The major problem seems to be the vagueness of Ohio’s compulsory attendance law. There are approximately 615 superintendents in Ohio and each superintendent establishes his own personal requirements with which homeschoolers in his district must comply. This discretionary power of the superintendent tends to be exercised arbitrarily by the superintendent, often to the detriment of homeschoolers’ constitutional rights. For example, some superintendents only recognize parents as qualified to teach their children if they are certified by the state. Other superintendents are satisfied if the parents have bachelor’s degrees or possibly only a high school diploma.
On November 19, 1985, Mike Farris, HSLDA President, argued Ohio v. Schmidt (No. 85-C-28, Seventh Appellate District Court of Appeals for Columbiana County, Ohio), before the Ohio Appellate Court. He attacked the Ohio compulsory attendance statute as being “unconstitutionally void for vagueness” and defended the Schmidts’ First Amendment rights to freely exercise their religious beliefs which were being violated by the law. The Schmidts do not believe the state has the right to approve their homeschool, so they had not sought the superintendent’s approval. This case is interesting because the prosecution was almost a month late in filing their appellate brief and transcript of the lower trial court was destroyed. Mike Farris feels this case has the potential of clarifying the Ohio compulsory attendance law and thereby helping homeschoolers throughout the state. The appellate court’s decision will be handed down in January.

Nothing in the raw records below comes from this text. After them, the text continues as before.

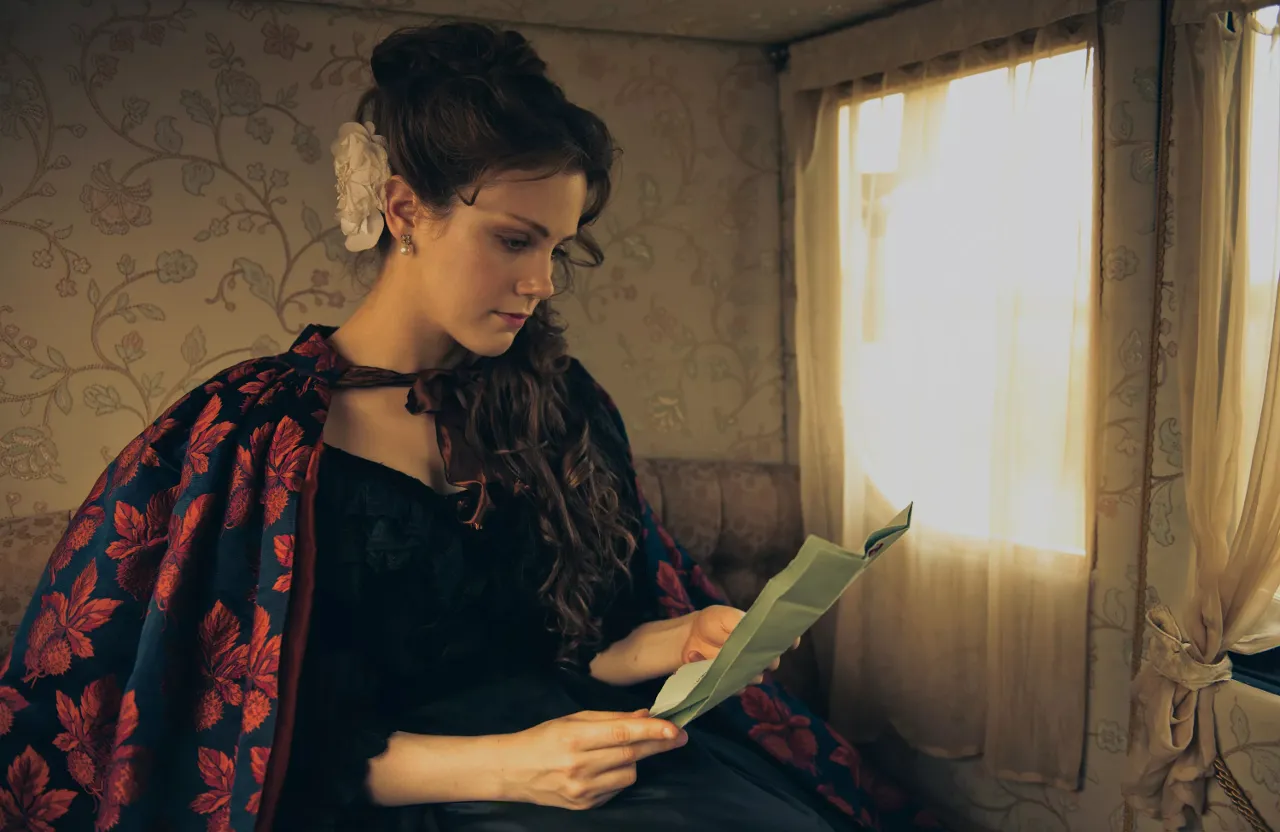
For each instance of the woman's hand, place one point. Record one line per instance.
(584, 759)
(707, 632)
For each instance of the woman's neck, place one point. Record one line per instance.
(384, 332)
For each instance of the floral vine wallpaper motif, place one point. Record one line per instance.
(745, 21)
(1121, 585)
(165, 208)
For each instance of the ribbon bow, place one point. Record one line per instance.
(447, 396)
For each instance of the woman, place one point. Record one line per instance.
(297, 602)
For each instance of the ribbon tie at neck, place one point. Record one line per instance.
(447, 396)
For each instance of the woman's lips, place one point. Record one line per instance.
(512, 320)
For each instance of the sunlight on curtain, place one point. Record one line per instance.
(1262, 234)
(968, 243)
(968, 293)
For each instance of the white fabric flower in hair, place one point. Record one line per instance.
(361, 168)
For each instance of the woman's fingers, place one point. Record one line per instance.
(624, 755)
(606, 734)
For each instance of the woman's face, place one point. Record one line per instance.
(479, 273)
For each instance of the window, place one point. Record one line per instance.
(1262, 224)
(968, 255)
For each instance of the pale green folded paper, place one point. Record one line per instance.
(787, 606)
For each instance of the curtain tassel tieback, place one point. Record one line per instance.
(1178, 659)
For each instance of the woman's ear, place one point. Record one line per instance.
(402, 208)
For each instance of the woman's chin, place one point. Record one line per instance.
(489, 346)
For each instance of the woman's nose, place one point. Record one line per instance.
(536, 280)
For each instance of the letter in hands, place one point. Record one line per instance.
(584, 759)
(708, 631)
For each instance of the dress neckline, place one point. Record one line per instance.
(396, 474)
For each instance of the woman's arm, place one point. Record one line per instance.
(575, 762)
(652, 650)
(416, 769)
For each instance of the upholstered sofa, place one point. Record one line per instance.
(740, 520)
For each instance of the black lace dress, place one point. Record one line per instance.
(424, 625)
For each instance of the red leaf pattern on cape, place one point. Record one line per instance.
(182, 534)
(286, 467)
(82, 529)
(206, 434)
(218, 771)
(283, 545)
(141, 451)
(672, 594)
(224, 663)
(256, 392)
(26, 807)
(140, 538)
(10, 703)
(672, 548)
(248, 461)
(90, 730)
(784, 735)
(316, 347)
(261, 676)
(257, 758)
(10, 700)
(120, 782)
(58, 632)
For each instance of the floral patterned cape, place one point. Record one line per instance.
(152, 679)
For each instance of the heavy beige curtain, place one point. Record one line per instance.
(947, 289)
(1224, 268)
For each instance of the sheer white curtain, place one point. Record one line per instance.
(959, 339)
(1224, 177)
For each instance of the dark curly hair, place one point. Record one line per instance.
(460, 103)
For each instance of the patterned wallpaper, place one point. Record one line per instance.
(167, 210)
(748, 21)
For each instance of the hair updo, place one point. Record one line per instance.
(458, 103)
(461, 101)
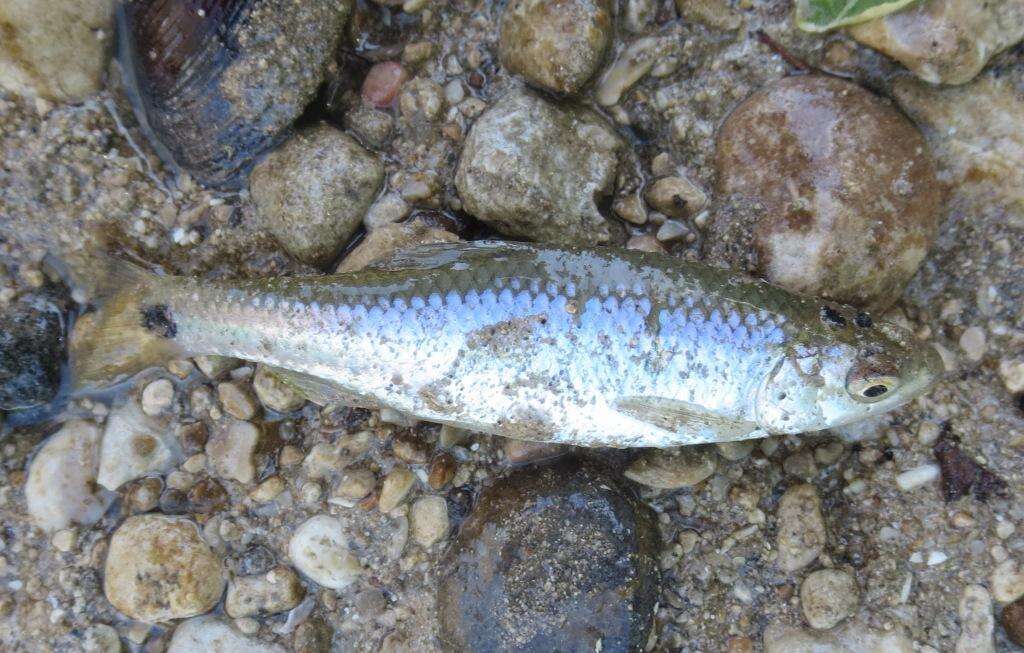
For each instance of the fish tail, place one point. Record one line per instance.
(129, 328)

Two other HSLDA members, the Cline and Svoboda families, were denied their right to homeschool their children by their superintendents. In the case of the Svoboda family, both parents even have college degrees. HSLDA appealed both cases to the local juvenile judge within the statutory 10-day limit and secured attorneys Robert Melnick of Youngstown and Steve Lieby of Cuyahoga Falls to serve as local counsels. The Svoboda case was dismissed on a technicality and Steve Lieby has filed an appeal. The Cline case has been sent back to the superintendent for a full hearing on December 20. In both cases, HSLDA is challenging the arbitrary decisions of the superintendents, the vagueness of the statute, and the violation of the families’ First Amendment rights. A favorable decision in the Schmidt case could change the negative atmosphere toward homeschooling in Ohio.